1. Introduction

1.1. The Evaluation Goals and Measures

FL Evaluation Goals and Measures

Based on the investigation of existing works, we summarize the evaluation goals of federated learning (FL) into utility, efficiency, and security & privacy. For each of the goals, we summarize the detailed measurements, which form the basis of FedEval (i.e., our evaluation platform). The detailed introduction of the evaluation goals and measures could be found in our survey paper.(Arxiv/IEEE).

1.2. The Evaluation Framework

The framework of FedEval benchmarking system

We propose a federated benchmarking system called FedEval shown in the above figure, which demonstrates the inputs, inner architecture, and outputs of the system. To use FedEval, users only need to provide a single script that contains the necessary FL functions or callback functions, such as how the server aggregates the parameters from different clients, to evaluate a new FL algorithm or test new attack/defense methods. The platform consists of three key modules.

Data Config and the FedData module: FedEval currently provides seven standard FL datasets, including MNIST, CIFAR10, CIFAR100, FEMNIST, CelebA, Sentiment140, and Shakespeare. Different data settings (e.g., non-IID data) can be implemented by changing the data configs. Self-defined data is also supported. We only need to inherit the FedData class and define the load_data function to add a new dataset, which will share the same processing functions with the built-in datasets.
Model Config and the Keras.Model module: Currently, three machine learning models are built inside our system, including MLP, LeNet, and StackedLSTM. We use TensorFlow as the backend, and all the models are made via subclassing the Keras model. Thus, adding new machine learning models is very simple in FedEval.
Runtime Config and the strategy module: One of the essential components in FedEval is the strategy module, which defines the protocol of the federated training. Briefly, the FL strategy module supports the following customization:
- Customized uploading message, i.e., which parameters are uploaded to the server from the clients.
- Customized server aggregation method, e.g., weighted average.
- Customized training method for clients, e.g., the clients’ model can be trained using regular gradient descent method or other solutions like knowledge distillation.
- Customized methods for incorporating the global and local model**, e.g., one popularly used method is replacing the local model with the global one before training.

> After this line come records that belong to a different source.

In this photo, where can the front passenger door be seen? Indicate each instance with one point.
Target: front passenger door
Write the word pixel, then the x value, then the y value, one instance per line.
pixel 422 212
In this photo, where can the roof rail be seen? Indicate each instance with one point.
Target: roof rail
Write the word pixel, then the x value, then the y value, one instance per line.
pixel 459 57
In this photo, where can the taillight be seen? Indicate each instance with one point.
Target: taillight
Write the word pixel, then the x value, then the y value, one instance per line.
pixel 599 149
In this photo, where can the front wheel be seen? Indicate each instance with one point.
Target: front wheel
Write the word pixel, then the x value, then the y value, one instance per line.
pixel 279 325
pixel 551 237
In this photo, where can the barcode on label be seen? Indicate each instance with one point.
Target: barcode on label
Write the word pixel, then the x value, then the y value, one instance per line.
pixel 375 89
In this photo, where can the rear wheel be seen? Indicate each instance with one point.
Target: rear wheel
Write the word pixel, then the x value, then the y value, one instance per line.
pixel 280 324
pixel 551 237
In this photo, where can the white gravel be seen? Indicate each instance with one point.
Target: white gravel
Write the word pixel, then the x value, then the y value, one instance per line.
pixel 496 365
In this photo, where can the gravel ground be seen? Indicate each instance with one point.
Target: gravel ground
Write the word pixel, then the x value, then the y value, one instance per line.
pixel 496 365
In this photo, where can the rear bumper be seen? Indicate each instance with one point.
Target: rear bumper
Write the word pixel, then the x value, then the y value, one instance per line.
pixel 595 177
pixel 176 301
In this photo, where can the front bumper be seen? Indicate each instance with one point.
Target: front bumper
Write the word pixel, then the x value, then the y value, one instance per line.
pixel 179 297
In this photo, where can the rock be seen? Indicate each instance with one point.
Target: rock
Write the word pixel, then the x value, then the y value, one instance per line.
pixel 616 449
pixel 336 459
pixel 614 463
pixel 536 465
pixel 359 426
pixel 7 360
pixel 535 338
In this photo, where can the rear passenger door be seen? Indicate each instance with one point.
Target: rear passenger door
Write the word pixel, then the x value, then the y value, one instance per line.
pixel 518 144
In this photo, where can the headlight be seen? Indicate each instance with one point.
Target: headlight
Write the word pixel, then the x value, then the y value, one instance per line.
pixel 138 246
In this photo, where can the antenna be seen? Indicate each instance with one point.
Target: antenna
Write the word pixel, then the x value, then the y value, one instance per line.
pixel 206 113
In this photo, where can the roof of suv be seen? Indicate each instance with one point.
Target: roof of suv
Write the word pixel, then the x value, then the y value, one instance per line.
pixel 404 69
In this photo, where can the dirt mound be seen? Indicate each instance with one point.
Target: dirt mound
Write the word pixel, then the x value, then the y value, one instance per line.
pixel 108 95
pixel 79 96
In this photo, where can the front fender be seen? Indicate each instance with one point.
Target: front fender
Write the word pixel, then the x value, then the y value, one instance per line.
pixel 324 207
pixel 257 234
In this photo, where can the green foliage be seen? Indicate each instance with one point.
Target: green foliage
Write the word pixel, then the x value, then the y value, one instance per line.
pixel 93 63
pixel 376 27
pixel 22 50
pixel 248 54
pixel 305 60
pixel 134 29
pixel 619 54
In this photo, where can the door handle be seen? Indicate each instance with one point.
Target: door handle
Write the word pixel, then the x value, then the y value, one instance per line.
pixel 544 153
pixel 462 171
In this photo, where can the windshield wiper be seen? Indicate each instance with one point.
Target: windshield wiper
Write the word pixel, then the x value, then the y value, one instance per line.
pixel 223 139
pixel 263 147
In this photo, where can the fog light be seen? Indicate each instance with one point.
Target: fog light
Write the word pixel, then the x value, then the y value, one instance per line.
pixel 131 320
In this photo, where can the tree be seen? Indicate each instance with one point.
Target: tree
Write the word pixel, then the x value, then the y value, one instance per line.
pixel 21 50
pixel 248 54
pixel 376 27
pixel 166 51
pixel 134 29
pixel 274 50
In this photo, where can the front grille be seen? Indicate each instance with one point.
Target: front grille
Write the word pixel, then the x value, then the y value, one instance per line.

We use the docker container technology to simulate the server and clients (i.e., each participant is a container), and use socket IO in the communication. The isolation between different containers guarantees that our simulation can reflect the real-world application. The entire system is open-sourced, with seven benchmark FL datasets, including MNIST, CIFAR10, CIFAR100, FEMNIST, CelebA, Sentiment140, and Shakespeare. The essential components (i.e., dataset, ML models, and FL strategy) can be easily used or self-defined. Thus researchers can implement their new idea and evaluate using FedEval very quickly.

Briefly, three steps are needed to start an experiment in our benchmarking system:

Step 1: Determine the benchmark dataset, ML model, and FL strategy, then modify the data, model, and runtime configs based on the templates.
Step 2: Use the built-in tool to generate data for clients and create the docker-compose files.
Step 3: Start the experiments using docker-compose, and monitor the dashboard for the evaluation status and results.